FERC staff has issued a draft environmental impact statement (DEIS) for Texas LNG Brownsville LLC’s proposal for a liquefied natural gas (LNG) export terminal at the Port of Brownsville in South Texas.

The project would result in adverse environmental impacts, but with a single exception those impacts would be reduced to less than significant levels with the implementation of Texas LNG’s proposed impact avoidance, minimization and mitigation measures and additional measures recommended by Staff, according to the DEIS [CP16-116]. Impacts on visual resources would be significant when viewed from the Laguna Atascosa National Wildlife Refuge, staff said.

Texas LNG filed at the Federal Energy Regulatory Commission in March 2016 for authorization to site, construct and operate a 4 million metric ton/year (mmty) export terminal proposed on a 625-acre site on the Brownsville Ship Channel in Cameron County, TX.

The terminal would be fed via a yet-to-be-constructed intrastate pipeline accessing gas supplies from the Agua Dulce hub near Corpus Christi and about 150 miles to the north of Brownsville.

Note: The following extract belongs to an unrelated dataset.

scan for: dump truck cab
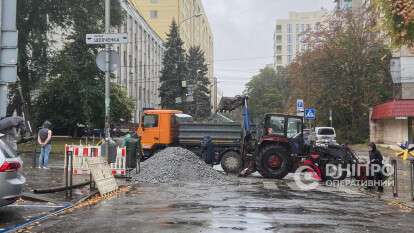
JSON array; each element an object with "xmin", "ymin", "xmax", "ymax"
[{"xmin": 137, "ymin": 109, "xmax": 183, "ymax": 152}]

The pipeline would potentially serve other LNG export terminals as well as industrial and power generation facilities and export markets in Mexico, Texas LNG told the Federal Energy Regulatory Commission.

The Agua Dulce hub interconnects with interstate and intrastate pipelines such as Texas Eastern Transmission, Tennessee Gas Pipeline, facilities of Energy Transfer Partners and Enterprise Products Partners, Natural Gas Pipeline Co. of America and Transcontinental Gas Pipe Line.

Last month, FERC issued environmental schedules for a dozen pending LNG terminal projects, including Texas LNG. FERC also signed a memorandum of understanding with the Pipeline and Hazardous Materials Safety Administration to coordinate the siting and safety review of FERC-jurisdictional LNG facilities.

FERC will accept comment on the DEIS through Dec. 17.